Major Target: (broad general ambition)
1. To achieve national and international fame as a millionaire CNMI author and celebrity success story

Primary Targets: (These are the organizational, personnel and communication steps necessary)

1. Aet up my business

2. Assign an assistant to make calls

3. Retain coaching services of Joe who has written several books

Vital Targets: (essential for operation, or the business won’t run)

1. Establish relationship with manufacturers to print my book

2. Maintain minimum bank balance of $500 to cover expenses

3. Do not let supply of books get low while marketing campaign is on

Conditional Targets: (gather data about if, where and how a project can be done, then take action)

1. Find out if I can use my sister’s beachfront house to write my book

2. Find out if my printer can ship to US Mainland, then establish account

3. Research if DSL line is possible for my apartment, then set it up

Operating Targets: (directions, actions, schedule or timetable; this is the actual implementation of your plan)

- Complete new book by March 15

- set price, design cover

- Submit transcript to copyright office in DC

- Print sample of my book

- Design & launch my website by May of next year

- Write and distribute a press release announcing my book

- Call 10 wholesalers each week

- Set up interview on local radio stations

- Advertise my website on

- And so on (This is list is constantly added to, modified and improved)

Production Targets: (set quantities for statistics)

1. Book sales of 50 copies in June

2. Book sales of 100 copies in July

3. Book sales of 150 copies in August

Valuable Final Product:

“My final product is a well produced, professional-looking book with my picture on it, that helps people appreciate life here in the CNMI from my perspective, and that people around the world enjoy reading.”

Ideal Scene:

“In my ideal scene, book sales exceed 200 copies per month. Selling 200 copies at 14.95 each generates a gross income of $2,990 each month for me. My picture is on the front page of the Saipan Tribune. I am interviewed by the local radio stations and invited to speak at schools, churches and events island-wide as well as around the Pacific region and the mainland US. Others are inspired by my success and write to me for advice.”

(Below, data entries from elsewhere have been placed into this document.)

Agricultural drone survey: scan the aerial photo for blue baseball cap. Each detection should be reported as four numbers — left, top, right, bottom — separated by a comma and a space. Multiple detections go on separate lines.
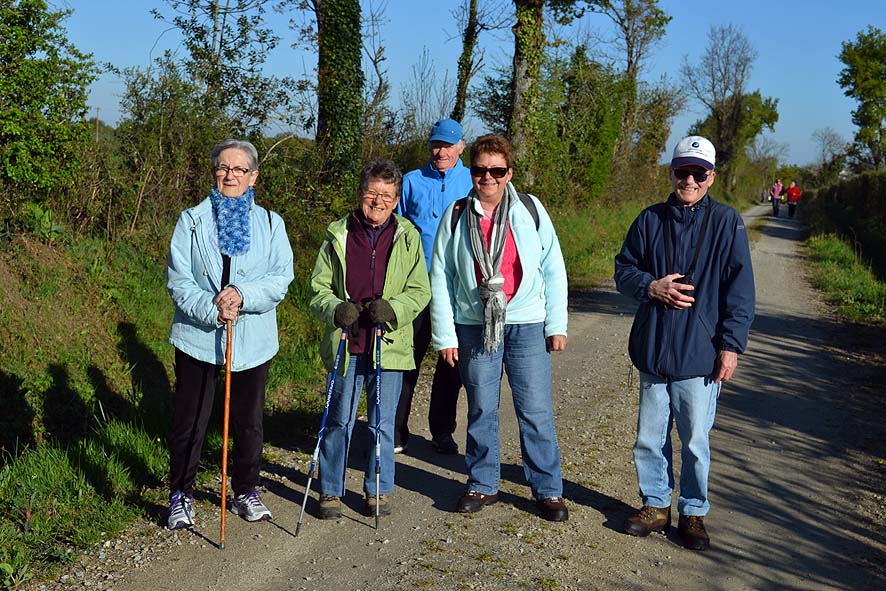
428, 119, 463, 144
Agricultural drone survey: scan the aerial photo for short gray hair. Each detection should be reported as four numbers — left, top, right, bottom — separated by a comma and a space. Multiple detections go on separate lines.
211, 139, 259, 170
358, 159, 403, 197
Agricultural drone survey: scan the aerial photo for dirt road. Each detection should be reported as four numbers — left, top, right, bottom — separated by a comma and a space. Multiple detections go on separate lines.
33, 204, 885, 591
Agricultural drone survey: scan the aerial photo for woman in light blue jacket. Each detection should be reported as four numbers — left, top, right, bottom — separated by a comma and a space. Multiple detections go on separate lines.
165, 139, 294, 530
429, 134, 569, 522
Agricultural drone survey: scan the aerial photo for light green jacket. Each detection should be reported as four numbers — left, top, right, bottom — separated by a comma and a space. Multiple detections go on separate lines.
309, 214, 430, 373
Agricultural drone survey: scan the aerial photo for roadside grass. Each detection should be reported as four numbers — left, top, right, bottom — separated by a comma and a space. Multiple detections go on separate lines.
805, 233, 886, 324
0, 229, 324, 589
553, 201, 642, 289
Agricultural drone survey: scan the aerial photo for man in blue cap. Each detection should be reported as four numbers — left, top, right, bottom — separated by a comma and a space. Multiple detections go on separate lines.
394, 119, 474, 455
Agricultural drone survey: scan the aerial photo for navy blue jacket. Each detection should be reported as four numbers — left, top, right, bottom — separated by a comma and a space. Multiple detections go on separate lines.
614, 194, 755, 379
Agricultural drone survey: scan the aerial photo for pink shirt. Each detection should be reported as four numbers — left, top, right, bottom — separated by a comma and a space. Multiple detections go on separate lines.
474, 209, 523, 301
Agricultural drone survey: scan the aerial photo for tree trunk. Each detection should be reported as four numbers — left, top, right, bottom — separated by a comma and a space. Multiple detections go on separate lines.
316, 0, 363, 179
508, 0, 544, 183
451, 0, 479, 123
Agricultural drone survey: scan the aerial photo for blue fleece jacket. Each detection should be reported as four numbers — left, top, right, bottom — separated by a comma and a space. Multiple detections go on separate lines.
397, 160, 474, 271
614, 194, 755, 379
167, 197, 294, 371
429, 189, 568, 351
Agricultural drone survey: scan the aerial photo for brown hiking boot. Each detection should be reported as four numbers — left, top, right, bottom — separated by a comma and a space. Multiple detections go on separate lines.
623, 505, 671, 537
678, 515, 710, 551
364, 493, 391, 517
318, 495, 341, 520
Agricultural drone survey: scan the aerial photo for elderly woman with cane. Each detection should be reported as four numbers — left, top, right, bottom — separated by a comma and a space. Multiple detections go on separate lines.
309, 159, 429, 521
166, 139, 294, 531
430, 134, 570, 521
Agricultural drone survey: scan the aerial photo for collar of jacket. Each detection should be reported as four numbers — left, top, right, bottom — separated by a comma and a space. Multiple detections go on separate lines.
666, 192, 711, 222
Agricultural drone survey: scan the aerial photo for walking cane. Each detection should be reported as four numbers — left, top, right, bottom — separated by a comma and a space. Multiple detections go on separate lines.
374, 324, 382, 530
219, 319, 232, 549
296, 329, 348, 536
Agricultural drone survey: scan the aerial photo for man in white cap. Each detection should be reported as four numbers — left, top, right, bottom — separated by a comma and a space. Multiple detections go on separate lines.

So there you have it, a highly effective Goal-Achieving template in action! Every time you start a new project or set a new goal, you can complete a brand new template so that you always have your targets and goals visible at all times, and are always making sure they are kept in alignment. Allowing just one of these targets to fall out of alignment (e.g., letting your supply of books drop to low) can adversely affect your success.

Whether consciously or not, every successful project manager or team leader has kept all of these targets and goals in alignment. Every failed project has been the result of allowing one or more of the target areas to go overlooked or unaddressed.

In order to make this template work for you, therefore, it will be necessary to review each section every day or every week, to make sure that every item is kept in alignment/up-to-date.